The first models I will look at are asking:
dat <-
left_join(lesion_counts, summary_weather, by = c("site", "rep"))
mod1 <-
lmer(m_lesions ~ distance + (distance | site / SpEv),
data = dat)
cat("mod1: ")
## mod1:
formula(mod1)
## m_lesions ~ distance + (distance | site/SpEv)
summary(mod1)
## Linear mixed model fit by REML ['lmerMod']
## Formula: m_lesions ~ distance + (distance | site/SpEv)
## Data: dat
##
## REML criterion at convergence: 911.9
##
## Scaled residuals:
## Min 1Q Median 3Q Max
## -2.3523 -0.6015 -0.0971 0.4908 5.8015
##
## Random effects:
## Groups Name Variance Std.Dev. Corr
## SpEv:site (Intercept) 0.5350421 0.73147
## distance 0.0001785 0.01336 -1.00
## site (Intercept) 0.2071781 0.45517
## distance 0.7845495 0.88575 0.09
## Residual 0.7695721 0.87725
## Number of obs: 334, groups: SpEv:site, 6; site, 3
##
## Fixed effects:
## Estimate Std. Error t value
## (Intercept) 1.88614 0.41445 4.551
## distance -0.02603 0.51142 -0.051
##
## Correlation of Fixed Effects:
## (Intr)
## distance 0.045
## optimizer (nloptwrap) convergence code: 0 (OK)
## boundary (singular) fit: see help('isSingular')
Let’s examine the model without ‘site’ to test if the model is a worse fit.
mod2 <-
lmer(m_lesions ~ distance +
(distance | SpEv),
data = dat)
## boundary (singular) fit: see help('isSingular')
cat("mod2: ")
## mod2:
formula(mod2)
## m_lesions ~ distance + (distance | SpEv)
# Compare models
anova(mod1, mod2)
## refitting model(s) with ML (instead of REML)
## Data: dat
## Models:
## mod2: m_lesions ~ distance + (distance | SpEv)
## mod1: m_lesions ~ distance + (distance | site/SpEv)
## npar AIC BIC logLik deviance Chisq Df Pr(>Chisq)
## mod2 6 889.71 912.58 -438.85 877.71
## mod1 9 895.45 929.75 -438.72 877.45 0.2606 3 0.9673
A comparison of the two models shows us that mod2
is
much better fit given the lower AIC and that there is no significant
difference in the models. Following a reductive approach we should
remove site from the model.
summary(mod2)
## Linear mixed model fit by REML ['lmerMod']

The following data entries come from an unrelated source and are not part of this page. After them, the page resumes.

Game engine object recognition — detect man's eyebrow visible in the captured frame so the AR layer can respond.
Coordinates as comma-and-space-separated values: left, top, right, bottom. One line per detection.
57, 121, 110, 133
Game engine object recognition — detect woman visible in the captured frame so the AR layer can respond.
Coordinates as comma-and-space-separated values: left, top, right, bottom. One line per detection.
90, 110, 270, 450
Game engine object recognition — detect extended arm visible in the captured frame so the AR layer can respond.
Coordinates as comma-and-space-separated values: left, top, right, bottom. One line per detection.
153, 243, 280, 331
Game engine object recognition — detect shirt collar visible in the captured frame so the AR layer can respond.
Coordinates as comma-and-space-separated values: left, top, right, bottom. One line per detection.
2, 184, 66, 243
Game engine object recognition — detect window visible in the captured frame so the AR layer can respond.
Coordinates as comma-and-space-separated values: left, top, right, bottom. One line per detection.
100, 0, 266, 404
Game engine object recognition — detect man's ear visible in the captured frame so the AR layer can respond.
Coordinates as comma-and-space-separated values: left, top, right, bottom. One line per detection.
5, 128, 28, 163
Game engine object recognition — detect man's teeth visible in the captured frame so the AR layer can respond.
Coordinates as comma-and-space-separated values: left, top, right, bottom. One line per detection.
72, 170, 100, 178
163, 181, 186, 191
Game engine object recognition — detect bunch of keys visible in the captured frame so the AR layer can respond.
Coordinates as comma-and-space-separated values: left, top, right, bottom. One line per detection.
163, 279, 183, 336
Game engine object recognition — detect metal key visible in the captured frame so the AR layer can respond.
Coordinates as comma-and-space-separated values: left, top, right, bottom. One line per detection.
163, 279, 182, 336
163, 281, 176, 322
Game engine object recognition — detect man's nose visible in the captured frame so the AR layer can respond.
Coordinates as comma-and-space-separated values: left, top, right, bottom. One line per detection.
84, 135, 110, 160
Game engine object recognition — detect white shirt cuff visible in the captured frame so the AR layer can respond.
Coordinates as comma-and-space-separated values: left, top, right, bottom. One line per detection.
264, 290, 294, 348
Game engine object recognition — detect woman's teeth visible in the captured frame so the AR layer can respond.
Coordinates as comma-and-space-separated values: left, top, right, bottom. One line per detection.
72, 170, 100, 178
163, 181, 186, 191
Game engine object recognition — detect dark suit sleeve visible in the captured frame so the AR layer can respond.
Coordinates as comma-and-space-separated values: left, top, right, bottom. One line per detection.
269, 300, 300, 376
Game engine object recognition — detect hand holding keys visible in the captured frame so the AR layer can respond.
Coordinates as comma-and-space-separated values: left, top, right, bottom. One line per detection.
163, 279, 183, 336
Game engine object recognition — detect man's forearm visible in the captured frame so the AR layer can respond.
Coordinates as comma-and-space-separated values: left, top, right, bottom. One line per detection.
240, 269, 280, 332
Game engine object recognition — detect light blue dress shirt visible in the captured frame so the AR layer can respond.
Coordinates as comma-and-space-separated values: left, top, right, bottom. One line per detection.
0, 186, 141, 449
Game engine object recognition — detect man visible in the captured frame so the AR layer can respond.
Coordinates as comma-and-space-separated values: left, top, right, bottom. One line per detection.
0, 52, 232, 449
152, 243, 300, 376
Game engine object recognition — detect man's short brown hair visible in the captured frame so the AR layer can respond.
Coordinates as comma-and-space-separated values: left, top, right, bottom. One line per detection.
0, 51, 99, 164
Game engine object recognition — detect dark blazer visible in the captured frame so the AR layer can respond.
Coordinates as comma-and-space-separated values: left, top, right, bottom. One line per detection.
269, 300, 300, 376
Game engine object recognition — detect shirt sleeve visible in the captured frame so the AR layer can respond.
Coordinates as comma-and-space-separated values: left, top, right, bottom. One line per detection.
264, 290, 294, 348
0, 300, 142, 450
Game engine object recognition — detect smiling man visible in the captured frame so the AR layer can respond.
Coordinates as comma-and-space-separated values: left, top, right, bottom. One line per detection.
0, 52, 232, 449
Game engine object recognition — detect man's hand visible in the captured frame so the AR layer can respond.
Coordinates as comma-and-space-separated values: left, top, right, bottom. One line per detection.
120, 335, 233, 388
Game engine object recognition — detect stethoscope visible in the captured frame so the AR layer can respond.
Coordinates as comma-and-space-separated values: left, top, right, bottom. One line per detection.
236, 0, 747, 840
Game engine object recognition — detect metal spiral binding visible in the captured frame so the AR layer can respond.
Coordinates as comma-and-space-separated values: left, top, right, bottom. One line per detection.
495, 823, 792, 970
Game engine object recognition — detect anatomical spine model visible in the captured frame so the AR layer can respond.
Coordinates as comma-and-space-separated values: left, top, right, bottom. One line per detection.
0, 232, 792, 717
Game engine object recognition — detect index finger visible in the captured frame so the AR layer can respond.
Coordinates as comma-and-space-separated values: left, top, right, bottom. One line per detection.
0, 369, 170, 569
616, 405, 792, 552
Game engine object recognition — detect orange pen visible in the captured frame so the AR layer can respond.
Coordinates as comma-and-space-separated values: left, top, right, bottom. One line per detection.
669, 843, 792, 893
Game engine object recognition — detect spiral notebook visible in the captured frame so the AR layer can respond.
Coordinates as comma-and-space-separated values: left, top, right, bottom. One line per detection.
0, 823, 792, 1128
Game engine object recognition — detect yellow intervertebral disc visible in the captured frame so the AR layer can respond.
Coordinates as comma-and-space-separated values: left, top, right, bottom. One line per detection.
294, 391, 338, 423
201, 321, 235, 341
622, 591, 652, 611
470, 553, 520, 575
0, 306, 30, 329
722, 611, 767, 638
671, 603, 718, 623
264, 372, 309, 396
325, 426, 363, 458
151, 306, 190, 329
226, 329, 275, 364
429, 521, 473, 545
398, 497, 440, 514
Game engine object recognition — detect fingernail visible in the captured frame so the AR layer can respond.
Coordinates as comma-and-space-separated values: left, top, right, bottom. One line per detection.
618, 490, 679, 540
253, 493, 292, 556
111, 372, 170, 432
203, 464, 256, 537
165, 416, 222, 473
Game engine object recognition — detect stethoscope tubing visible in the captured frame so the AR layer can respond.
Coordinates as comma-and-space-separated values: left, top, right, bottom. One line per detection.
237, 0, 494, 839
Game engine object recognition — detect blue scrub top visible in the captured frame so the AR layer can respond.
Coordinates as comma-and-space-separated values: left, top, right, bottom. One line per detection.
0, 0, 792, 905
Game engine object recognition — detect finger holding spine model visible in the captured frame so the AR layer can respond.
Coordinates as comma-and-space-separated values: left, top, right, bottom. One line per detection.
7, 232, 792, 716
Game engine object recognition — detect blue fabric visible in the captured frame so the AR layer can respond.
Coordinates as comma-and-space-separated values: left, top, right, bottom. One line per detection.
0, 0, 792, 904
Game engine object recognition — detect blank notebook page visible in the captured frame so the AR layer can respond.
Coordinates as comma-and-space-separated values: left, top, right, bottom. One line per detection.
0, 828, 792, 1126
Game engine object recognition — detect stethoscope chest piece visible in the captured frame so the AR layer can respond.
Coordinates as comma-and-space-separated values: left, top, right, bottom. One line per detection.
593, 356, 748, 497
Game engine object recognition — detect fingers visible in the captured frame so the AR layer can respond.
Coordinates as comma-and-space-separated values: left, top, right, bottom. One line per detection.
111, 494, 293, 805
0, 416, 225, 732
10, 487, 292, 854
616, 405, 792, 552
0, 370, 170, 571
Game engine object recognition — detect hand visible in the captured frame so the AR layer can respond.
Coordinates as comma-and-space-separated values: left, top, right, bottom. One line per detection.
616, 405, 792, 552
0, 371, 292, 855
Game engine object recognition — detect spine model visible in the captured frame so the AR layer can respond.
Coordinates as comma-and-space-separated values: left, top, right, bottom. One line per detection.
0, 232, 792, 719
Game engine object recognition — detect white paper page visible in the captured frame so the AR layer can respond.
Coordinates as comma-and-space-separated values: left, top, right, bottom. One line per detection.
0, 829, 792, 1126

## Formula: m_lesions ~ distance + (distance | SpEv)
## Data: dat
##
## REML criterion at convergence: 889.9
##
## Scaled residuals:
## Min 1Q Median 3Q Max
## -2.3652 -0.5628 -0.1261 0.4583 5.7863
##
## Random effects:
## Groups Name Variance Std.Dev. Corr
## SpEv (Intercept) 0.9534636 0.97645
## distance 0.0002697 0.01642 -1.00
## Residual 0.7698005 0.87738
## Number of obs: 334, groups: SpEv, 6
##
## Fixed effects:
## Estimate Std. Error t value
## (Intercept) 1.963345 0.406414 4.831
## distance -0.027052 0.006974 -3.879
##
## Correlation of Fixed Effects:
## (Intr)
## distance -0.986
## optimizer (nloptwrap) convergence code: 0 (OK)
## boundary (singular) fit: see help('isSingular')
We can also note that as the distance increases there are less mean lesions per pot, and the variance increases.
From here we should continue with a generalised additive model (GAM), which can handle non-linear terms better than a linear model.